MrsMozartMkII · 16/04/2019 08:34

Time for him to go! And to stay gone.

pictish · 16/04/2019 08:35

He’s upset you find things to do at the weekend?

As a motivated, sociable person with interests and pastimes, he wouldn’t like me at all.

I read a saying about love once which really resonated with me. It went something like;
“Love does not consist of gazing inwards at one another but of looking outward together in the same direction.”

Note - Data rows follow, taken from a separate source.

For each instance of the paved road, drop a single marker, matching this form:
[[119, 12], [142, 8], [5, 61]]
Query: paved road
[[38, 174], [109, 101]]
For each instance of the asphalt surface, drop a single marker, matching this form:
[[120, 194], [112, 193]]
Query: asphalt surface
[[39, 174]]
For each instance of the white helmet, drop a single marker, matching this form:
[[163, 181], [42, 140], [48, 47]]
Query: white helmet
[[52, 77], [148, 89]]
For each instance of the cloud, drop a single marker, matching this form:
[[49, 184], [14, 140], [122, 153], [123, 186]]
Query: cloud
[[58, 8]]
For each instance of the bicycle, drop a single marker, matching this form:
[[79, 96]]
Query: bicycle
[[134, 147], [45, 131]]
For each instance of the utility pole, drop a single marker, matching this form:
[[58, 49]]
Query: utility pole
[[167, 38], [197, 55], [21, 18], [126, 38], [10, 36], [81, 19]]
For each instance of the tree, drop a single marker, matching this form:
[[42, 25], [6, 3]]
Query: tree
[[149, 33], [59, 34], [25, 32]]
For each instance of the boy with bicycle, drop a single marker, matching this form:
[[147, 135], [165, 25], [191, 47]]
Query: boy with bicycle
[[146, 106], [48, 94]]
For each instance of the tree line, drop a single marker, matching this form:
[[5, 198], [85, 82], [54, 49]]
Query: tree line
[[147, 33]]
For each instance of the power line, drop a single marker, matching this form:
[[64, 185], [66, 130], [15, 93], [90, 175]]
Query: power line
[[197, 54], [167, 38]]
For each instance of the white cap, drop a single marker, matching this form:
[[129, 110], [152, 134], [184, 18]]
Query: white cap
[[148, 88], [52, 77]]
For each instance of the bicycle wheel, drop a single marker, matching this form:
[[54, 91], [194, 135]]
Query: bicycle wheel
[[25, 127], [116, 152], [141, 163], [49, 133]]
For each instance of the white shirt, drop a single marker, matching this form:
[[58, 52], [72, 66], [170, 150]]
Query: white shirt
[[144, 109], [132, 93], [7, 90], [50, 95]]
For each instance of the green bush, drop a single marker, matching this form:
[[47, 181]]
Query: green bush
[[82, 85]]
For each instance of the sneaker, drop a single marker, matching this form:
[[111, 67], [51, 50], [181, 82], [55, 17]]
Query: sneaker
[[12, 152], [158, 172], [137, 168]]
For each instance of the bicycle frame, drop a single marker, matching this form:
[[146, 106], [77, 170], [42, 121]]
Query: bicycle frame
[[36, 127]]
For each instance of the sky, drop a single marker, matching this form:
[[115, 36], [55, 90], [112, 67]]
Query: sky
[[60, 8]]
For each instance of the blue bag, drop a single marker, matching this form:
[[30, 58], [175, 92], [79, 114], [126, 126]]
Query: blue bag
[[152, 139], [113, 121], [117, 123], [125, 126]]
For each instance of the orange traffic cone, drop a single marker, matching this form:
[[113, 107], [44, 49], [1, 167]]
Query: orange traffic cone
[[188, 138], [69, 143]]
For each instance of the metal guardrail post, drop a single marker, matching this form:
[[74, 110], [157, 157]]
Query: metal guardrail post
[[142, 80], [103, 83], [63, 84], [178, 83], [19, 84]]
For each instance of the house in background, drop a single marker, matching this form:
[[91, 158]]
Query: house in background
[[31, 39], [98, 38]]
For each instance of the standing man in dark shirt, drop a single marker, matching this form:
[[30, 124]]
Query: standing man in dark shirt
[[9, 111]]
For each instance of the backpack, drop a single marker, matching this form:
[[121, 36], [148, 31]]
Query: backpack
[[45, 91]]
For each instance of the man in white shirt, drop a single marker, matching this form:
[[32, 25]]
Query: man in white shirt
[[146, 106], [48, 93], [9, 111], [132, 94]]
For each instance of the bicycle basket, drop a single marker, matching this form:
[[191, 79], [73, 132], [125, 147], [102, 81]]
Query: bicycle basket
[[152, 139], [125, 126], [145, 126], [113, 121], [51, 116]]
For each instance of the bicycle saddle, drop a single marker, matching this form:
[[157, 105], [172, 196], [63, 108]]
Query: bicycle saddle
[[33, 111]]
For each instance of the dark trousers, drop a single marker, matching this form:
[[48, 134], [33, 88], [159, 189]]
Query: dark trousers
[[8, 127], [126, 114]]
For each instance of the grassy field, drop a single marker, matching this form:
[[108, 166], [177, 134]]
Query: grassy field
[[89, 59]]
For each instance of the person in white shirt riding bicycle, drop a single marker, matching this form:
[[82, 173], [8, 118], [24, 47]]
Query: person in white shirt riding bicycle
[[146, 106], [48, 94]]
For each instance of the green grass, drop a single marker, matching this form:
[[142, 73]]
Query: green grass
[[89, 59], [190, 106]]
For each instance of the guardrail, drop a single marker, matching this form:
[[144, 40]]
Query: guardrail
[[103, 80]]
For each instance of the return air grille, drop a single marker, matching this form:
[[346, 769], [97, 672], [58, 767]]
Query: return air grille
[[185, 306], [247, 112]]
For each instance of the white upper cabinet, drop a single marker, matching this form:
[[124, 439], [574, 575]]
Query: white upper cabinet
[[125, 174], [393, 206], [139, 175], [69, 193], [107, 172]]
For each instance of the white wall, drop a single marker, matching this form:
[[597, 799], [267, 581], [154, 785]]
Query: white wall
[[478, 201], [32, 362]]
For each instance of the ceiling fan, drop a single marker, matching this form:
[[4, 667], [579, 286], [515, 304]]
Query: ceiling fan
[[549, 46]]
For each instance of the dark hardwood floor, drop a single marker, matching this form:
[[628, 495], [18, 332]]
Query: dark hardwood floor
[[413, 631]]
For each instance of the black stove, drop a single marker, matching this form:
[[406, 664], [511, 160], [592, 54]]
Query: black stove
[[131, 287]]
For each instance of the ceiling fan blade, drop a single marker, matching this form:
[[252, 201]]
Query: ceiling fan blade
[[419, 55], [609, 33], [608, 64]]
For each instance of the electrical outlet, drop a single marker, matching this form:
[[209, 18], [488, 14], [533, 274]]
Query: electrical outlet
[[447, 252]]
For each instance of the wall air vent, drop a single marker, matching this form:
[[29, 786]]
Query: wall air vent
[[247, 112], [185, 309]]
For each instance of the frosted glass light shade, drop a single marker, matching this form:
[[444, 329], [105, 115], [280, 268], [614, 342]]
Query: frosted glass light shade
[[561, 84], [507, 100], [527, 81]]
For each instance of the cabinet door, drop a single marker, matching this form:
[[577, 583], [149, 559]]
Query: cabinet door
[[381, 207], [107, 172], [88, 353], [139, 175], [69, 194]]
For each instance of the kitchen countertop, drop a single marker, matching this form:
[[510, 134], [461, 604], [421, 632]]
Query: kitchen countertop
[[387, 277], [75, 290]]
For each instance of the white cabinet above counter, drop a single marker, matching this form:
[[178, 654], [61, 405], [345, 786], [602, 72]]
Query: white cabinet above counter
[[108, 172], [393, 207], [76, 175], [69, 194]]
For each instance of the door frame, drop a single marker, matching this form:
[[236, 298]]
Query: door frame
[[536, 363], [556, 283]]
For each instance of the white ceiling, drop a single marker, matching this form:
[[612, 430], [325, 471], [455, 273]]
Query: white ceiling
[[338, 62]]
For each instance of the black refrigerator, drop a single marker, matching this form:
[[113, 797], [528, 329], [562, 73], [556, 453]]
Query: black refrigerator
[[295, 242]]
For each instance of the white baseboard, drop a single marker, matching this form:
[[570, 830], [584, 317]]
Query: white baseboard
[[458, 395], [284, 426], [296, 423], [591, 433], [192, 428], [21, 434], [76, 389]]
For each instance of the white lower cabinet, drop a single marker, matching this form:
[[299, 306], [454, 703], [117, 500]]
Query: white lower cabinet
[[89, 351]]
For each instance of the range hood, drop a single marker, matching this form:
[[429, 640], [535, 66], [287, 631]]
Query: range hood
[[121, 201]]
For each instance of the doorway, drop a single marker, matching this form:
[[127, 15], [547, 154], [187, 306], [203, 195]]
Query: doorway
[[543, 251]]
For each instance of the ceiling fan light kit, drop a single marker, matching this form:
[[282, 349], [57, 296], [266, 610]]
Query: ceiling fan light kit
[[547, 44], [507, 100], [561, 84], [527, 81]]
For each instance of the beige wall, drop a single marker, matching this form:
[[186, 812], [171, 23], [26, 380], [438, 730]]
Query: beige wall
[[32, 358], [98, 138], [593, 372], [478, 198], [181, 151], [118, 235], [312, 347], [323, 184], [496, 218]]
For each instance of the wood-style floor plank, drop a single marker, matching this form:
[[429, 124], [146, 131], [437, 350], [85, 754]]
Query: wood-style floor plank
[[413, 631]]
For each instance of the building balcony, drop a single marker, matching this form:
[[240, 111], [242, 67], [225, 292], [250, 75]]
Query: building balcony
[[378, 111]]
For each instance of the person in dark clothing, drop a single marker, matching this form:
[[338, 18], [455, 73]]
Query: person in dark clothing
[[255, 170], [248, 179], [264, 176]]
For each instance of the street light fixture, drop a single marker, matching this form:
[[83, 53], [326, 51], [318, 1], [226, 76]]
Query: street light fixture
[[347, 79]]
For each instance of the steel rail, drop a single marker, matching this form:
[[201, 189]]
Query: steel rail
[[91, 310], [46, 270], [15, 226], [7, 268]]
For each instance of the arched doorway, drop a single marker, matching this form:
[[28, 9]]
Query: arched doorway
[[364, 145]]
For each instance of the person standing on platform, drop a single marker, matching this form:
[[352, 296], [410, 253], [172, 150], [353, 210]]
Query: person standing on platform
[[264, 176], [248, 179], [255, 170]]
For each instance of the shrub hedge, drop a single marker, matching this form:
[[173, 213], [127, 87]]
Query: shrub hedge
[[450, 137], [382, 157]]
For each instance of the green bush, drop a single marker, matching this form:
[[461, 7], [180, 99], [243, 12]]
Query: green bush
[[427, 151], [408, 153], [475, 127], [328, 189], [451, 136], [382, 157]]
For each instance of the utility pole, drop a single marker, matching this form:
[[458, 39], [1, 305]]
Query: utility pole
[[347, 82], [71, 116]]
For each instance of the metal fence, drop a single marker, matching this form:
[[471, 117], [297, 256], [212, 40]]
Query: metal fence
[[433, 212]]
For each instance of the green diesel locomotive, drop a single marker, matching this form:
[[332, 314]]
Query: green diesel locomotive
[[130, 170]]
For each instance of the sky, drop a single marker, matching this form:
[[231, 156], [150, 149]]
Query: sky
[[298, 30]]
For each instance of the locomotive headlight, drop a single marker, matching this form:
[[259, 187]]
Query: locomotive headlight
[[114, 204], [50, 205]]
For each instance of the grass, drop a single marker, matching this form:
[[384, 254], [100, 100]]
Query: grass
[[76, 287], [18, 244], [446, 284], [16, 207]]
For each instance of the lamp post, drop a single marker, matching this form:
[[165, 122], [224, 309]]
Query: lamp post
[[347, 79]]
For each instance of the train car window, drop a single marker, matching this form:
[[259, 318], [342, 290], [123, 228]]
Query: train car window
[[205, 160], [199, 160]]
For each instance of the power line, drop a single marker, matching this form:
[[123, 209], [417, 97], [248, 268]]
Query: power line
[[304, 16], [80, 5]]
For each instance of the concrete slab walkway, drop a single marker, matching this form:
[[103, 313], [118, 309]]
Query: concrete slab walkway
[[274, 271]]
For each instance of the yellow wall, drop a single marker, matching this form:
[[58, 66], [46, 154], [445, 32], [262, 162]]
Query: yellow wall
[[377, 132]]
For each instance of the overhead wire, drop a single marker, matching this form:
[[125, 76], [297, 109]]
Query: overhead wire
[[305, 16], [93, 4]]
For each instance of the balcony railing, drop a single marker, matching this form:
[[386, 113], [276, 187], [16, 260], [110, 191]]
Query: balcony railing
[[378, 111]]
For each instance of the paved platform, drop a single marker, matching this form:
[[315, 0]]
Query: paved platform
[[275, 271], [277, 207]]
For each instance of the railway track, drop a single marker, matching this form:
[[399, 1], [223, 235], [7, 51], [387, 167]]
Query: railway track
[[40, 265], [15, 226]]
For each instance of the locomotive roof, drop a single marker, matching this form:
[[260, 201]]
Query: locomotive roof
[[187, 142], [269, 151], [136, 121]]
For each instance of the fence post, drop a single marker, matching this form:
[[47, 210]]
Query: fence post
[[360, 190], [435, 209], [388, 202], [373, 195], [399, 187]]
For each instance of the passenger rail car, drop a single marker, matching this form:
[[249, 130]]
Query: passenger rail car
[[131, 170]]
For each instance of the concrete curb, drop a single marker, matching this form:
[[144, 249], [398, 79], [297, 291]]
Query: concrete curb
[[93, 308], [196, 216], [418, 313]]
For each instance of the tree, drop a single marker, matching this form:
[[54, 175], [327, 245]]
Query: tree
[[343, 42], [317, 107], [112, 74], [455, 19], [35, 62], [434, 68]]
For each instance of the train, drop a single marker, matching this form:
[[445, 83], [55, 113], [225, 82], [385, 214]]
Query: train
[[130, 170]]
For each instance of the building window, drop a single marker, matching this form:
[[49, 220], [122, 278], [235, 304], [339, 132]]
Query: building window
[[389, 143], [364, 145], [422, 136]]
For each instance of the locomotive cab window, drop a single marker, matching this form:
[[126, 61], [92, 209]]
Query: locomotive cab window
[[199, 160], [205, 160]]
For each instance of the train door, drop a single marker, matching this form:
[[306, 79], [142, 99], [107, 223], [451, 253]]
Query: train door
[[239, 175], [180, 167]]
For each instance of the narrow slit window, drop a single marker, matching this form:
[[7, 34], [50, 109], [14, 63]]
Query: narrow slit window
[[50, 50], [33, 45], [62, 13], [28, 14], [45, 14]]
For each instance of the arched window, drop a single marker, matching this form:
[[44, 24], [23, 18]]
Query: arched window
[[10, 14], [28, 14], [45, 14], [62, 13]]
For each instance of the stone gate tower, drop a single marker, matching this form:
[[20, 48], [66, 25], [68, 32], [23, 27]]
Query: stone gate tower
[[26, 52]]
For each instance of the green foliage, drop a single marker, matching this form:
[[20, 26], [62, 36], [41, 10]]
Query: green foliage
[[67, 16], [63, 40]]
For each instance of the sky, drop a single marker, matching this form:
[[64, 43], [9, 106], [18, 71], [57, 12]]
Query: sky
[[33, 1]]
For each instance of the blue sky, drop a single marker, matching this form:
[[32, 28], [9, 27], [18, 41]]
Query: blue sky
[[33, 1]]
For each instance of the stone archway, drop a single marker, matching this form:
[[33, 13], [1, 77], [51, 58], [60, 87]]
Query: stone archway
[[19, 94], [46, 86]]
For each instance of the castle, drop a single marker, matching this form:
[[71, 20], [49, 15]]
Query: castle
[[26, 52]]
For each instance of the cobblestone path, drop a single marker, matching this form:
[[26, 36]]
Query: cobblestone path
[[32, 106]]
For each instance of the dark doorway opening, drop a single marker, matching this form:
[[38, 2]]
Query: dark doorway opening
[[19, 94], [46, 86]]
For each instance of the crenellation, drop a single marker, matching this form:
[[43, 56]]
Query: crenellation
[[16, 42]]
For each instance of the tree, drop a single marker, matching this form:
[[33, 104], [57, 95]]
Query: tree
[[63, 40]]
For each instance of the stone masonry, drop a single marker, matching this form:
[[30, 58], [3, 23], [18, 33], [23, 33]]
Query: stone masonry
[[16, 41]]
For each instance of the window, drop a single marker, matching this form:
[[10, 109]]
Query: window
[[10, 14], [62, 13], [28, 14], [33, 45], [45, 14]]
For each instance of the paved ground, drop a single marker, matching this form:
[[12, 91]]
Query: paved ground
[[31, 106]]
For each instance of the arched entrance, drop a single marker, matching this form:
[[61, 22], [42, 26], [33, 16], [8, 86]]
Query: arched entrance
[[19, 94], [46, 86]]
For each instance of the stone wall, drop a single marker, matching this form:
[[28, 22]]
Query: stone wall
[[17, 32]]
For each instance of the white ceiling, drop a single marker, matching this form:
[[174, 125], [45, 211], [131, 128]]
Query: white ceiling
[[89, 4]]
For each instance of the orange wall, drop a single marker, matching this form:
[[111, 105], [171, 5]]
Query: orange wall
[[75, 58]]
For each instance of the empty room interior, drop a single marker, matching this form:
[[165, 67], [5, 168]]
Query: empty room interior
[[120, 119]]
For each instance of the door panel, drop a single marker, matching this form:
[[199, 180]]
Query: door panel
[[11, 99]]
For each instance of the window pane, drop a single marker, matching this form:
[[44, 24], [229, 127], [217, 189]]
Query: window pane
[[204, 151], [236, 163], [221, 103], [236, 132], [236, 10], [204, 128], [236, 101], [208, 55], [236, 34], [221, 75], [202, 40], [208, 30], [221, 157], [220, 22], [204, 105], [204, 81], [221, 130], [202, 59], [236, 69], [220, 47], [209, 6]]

You carry on being you, with your family and friends and weekends an independence...and save yourself for someone who’s a match.

Frouby · 16/04/2019 08:40

Fuck that shit.

Tell him it's over, breathe a sigh of relief and enjoy life without him.

Don't be someone who stays because it's easier and you should be grateful for any relationship. A relationship should add value to your life, make you feel happier with them in it than out. If it doesn't it's time to call it a day.

OKBobble · 16/04/2019 08:42

Why even let it fizzle out chuck him out!

afrikat · 16/04/2019 08:44

Seriously, it's not meant to be this hard. Get rid and I'm sure you will feel relieved

sevenyears · 16/04/2019 08:45

What are you doing?!

icelollycraving · 16/04/2019 08:48

Get rid. You are setting an example to your child of what a relationship looks like.
Is there anything remotely positive about this relationship? It doesn’t sound like it. Move on, move up.